The main genetic risk factor for rheumatoid arthritis (RA), the HLA region, has been known for 25 years. Previous research has demonstrated, within the RA population, an association between HLA–DRB1 alleles carrying the shared epitope (SE) and antibodies directed against cyclic citrullinated peptides (anti-CCP antibodies). We undertook this study to make the first comparison of SE allele frequencies in the healthy population with those in RA patients who do or do not harbor anti-CCP antibodies.
HLA–DRB1 typing was performed in 408 RA patients from the Leiden Early Arthritis Clinic (the Leiden EAC; a Dutch population-based inception cohort in which disease course was followed up over time), in 423 healthy Dutch controls, and in 720 affected members of 341 US multiplex (sibpair) families of Caucasian origin from the North American RA Consortium (NARAC) with well-established disease and fulfilling the American College of Rheumatology classification criteria for RA. The presence of anti-CCP antibodies was determined by enzyme-linked immunosorbent assay.

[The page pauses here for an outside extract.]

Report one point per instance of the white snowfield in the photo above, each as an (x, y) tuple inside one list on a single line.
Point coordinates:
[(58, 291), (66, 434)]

For the Leiden EAC, the odds ratio (OR) describing the association of 2 copies of the SE allele with anti-CCP positivity (using no copies of the SE allele in the healthy control group as the referent) was 11.79 (P < 0.0001), while the OR for 1 SE allele was 4.37 (P < 0.0001). No association with the SE was observed in the Dutch anti-CCP–negative RA patients. For the NARAC families, linkage and association analysis revealed the SE to be associated only with anti-CCP–positive disease and not with anti-CCP–negative disease. Stratified analyses indicated that anti-CCP antibodies primarily mediated association of the SE with joint damage or disease persistence.
HLA–DRB1 alleles encoding the SE are specific for disease characterized by antibodies to citrullinated peptides, indicating that these alleles do not associate with RA as such, but rather with a particular phenotype.